Le Conseil d’État a adopté l’arrêté fixant les subsides aux primes d’assurance-maladie obligatoire pour l’année 2022. Dès lors que les primes d’assurance-maladie ne subissent pas d’augmentation significative pour 2022, le Conseil d’État reconduit sans changement les paramètres de calcul du barème des subsides partiels, tout en adaptant les primes de référence aux primes 2022 définitives. Le Conseil d’État rappelle que le système en vigueur dans le canton de Vaud permet à de nombreux ménages d’alléger le poids des primes d’assurance-maladie dans leur budget et ainsi de supporter une baisse de revenu dans un contexte socio-économique difficile.

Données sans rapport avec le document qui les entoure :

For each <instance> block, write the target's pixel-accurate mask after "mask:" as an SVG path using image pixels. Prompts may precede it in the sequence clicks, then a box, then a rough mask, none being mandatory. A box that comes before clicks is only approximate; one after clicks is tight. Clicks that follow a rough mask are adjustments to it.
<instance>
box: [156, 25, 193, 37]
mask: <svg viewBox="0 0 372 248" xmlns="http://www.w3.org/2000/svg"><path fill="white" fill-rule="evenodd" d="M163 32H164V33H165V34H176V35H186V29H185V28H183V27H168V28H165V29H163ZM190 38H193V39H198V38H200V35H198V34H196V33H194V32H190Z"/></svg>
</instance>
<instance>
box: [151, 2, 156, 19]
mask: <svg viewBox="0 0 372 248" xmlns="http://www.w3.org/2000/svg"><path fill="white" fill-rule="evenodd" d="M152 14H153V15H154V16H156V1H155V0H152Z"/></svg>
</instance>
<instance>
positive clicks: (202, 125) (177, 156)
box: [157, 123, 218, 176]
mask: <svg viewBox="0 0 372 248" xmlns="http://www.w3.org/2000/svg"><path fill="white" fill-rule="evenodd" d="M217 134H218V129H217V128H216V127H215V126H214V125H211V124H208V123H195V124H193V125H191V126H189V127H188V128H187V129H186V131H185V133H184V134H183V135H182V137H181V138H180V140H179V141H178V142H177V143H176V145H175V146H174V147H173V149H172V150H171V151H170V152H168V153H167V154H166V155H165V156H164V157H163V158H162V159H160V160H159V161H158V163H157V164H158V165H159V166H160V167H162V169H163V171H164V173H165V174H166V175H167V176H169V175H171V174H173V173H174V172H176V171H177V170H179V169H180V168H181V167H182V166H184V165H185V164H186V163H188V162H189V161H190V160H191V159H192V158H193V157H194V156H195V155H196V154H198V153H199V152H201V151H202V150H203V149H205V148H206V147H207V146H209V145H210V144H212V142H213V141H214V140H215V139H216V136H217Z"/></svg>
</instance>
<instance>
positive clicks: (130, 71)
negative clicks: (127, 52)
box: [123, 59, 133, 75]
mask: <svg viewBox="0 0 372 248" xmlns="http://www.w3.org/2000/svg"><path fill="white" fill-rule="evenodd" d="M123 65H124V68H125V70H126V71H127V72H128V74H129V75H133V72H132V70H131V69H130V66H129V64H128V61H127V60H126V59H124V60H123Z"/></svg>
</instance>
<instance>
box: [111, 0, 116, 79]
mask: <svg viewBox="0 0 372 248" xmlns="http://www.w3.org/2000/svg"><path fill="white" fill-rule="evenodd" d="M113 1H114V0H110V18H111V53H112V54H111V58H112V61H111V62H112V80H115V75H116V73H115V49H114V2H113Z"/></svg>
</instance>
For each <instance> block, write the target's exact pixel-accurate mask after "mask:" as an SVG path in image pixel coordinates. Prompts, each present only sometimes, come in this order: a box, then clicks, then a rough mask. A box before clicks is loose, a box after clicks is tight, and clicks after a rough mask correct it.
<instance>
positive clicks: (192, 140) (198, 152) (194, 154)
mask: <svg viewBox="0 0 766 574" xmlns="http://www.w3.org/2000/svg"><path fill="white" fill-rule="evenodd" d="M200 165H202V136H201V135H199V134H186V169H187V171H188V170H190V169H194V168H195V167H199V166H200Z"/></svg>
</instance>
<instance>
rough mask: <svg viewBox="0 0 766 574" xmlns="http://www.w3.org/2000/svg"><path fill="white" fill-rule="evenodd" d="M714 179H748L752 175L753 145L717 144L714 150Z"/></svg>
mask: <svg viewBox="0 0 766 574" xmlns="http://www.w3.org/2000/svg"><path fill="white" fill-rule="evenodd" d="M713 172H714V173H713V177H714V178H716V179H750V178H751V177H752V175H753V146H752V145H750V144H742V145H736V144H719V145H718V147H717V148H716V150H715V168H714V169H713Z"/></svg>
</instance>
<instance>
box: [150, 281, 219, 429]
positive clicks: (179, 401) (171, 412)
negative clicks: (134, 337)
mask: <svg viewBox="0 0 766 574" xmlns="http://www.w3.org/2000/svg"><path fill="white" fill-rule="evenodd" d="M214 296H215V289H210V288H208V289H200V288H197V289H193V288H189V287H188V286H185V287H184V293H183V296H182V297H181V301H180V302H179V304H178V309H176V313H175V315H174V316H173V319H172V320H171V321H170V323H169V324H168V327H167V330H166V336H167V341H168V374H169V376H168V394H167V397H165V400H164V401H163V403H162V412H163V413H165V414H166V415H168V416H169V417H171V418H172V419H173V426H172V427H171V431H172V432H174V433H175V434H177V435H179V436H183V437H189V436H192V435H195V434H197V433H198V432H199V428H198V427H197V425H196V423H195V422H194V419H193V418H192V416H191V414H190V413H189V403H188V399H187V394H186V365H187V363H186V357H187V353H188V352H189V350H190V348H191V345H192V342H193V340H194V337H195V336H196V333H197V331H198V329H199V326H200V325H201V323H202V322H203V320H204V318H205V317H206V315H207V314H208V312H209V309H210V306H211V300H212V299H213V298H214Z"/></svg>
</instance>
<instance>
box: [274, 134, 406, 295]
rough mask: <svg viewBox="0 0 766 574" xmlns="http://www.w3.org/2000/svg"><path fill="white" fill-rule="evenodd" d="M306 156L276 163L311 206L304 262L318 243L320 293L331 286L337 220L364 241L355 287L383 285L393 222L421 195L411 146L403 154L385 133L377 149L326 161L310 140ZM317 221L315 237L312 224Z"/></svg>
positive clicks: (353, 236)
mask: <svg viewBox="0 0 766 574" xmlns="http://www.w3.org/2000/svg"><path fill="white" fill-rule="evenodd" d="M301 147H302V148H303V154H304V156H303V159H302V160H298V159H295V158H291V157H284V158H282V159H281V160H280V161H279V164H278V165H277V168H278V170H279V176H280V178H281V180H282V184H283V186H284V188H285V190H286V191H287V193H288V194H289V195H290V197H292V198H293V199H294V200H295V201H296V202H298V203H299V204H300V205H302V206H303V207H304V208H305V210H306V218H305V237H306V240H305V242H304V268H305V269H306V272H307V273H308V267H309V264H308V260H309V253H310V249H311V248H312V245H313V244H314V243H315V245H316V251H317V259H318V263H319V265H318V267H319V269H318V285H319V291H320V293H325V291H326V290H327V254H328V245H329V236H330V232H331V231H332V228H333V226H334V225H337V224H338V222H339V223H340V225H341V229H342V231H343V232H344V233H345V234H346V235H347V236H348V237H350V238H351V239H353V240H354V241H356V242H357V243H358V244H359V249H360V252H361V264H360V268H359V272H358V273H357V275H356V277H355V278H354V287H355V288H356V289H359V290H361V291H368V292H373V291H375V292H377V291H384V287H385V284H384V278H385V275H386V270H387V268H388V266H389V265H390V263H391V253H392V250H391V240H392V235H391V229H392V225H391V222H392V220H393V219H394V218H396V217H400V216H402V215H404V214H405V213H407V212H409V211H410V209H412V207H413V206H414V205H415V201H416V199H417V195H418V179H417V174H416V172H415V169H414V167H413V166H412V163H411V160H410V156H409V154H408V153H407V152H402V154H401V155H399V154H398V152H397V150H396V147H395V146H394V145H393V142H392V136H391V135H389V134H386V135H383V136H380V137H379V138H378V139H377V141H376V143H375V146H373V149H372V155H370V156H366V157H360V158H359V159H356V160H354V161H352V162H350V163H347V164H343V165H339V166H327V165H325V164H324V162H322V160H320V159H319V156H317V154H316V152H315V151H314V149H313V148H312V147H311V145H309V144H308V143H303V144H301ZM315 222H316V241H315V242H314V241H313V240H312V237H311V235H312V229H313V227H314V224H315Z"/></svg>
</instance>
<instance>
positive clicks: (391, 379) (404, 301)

Relève des médecins d’institutions et EMS

Le Conseil d’État a été interpellé par Philippe Vuillemin au sujet de la relève et du recrutement des médecins d’institutions de handicapés, ou d’EMS. L’obligation de disposer d’un médecin fait partie intégrante de l’autorisation d’exploiter des établissements, mais des difficultés de recrutement sont constatées. Actuellement, tous les résidents ont accès aux soins médicaux nécessaires. Des travaux de revalorisation de cette activité sont en cours, conjointement avec les partenaires, et apportent les premiers éléments de réponse. À plus long terme, une réflexion transverse doit être menée avec les divers partenaires pour continuer à assurer l’accès à des soins médicaux de qualité à toutes les populations vulnérables, indépendamment de leur domicile.

Consultation fédérale

Révision du Code civil: mesures de lutte contre les mariages avec une personne mineure

Le Conseil fédéral a mis en consultation un avant-projet de modification des dispositions du Code civil relatives à l’annulation du mariage pour cause de minorité d’un époux (art. 105 ch. 6 CC). Le dispositif actuel n’est pas suffisamment protecteur. Il repose sur l’idée que la majorité répare le vice qui entache le mariage et qu’il n’est plus possible de demander l’annulation en invoquant l’âge d’un des époux au moment du mariage. La proposition est de repousser le moment de la réparation à 25 ans. Il sera ainsi plus facile – pour les victimes, mais aussi pour l’autorité cantonale qui est habilitée à intenter l’action – de faire valoir la cause d’annulation du mariage fondée sur la minorité de l’un des époux. Le Conseil d’État note que les modifications prévues renforcent la protection des personnes mariées alors qu’elles étaient mineures. Pour obtenir un système encore plus efficace, l’actuel système ayant dans la pratique démontré que les mariages étaient très rarement annulés, la Suisse devrait adopter une procédure qui refuserait automatiquement de reconnaître ces mariages et qui obligerait les époux à saisir la justice s’ils estiment qu’il est dans l’intérêt supérieur du mineur de voir le mariage reconnu. Un âge limite après lequel la reconnaissance ne serait plus refusée serait fixé. Le Conseil d’État met également l’accent sur les piliers de la prévention, de la sensibilisation et du conseil.